You are given two positive integers \(K\) and \(T\). The task is to determine whether it is possible to represent \(K\) as the sum of exactly \(T\) prime numbers.

A prime number is a natural number greater than 1 that has no positive divisors other than 1 and itself. For example, 2, 3, 5, 7, 11, ... are prime numbers.

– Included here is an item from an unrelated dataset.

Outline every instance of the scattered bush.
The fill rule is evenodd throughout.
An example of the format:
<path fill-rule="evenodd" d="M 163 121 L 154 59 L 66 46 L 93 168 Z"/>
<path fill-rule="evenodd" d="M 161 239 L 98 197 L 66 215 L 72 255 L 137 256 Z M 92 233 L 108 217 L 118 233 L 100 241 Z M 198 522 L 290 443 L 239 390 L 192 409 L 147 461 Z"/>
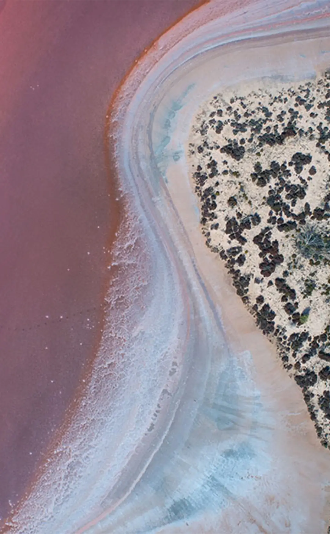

The problem can be broken down as follows:

• If \(T = 1\), then you only need to check whether \(K\) is a prime number.
• If \(T = 2\), then provided \(K \ge 4\) (since the smallest sum of two primes is \(2+2=4\)), you should output "Yes". (Note that according to the problem constraints, and based on provided test cases, if \(T = 2\) and \(K \ge 4\), the answer is always "Yes".)
• If \(T \ge 3\), a recursive approach can be used: iterate through possible prime numbers \(p\) and check if \(K-p\) can be decomposed into a sum of \(T-1\) primes.

Note: In this problem, if \(T \times 2 > K\) then it is impossible to represent \(K\) as a sum of \(T\) primes, and the answer should be "No".

The input will be taken from stdin and the output should be printed to stdout.

inputFormat

The input consists of a single line containing two integers \(K\) and \(T\) separated by whitespace.

\(1 \leq K, T \leq 10^4\) (the constraints are not strict, but are assumed to allow for a recursive solution).

outputFormat

Output a single line "Yes" if \(K\) can be represented as the sum of exactly \(T\) prime numbers, otherwise output "No".

## sample

10 2

Yes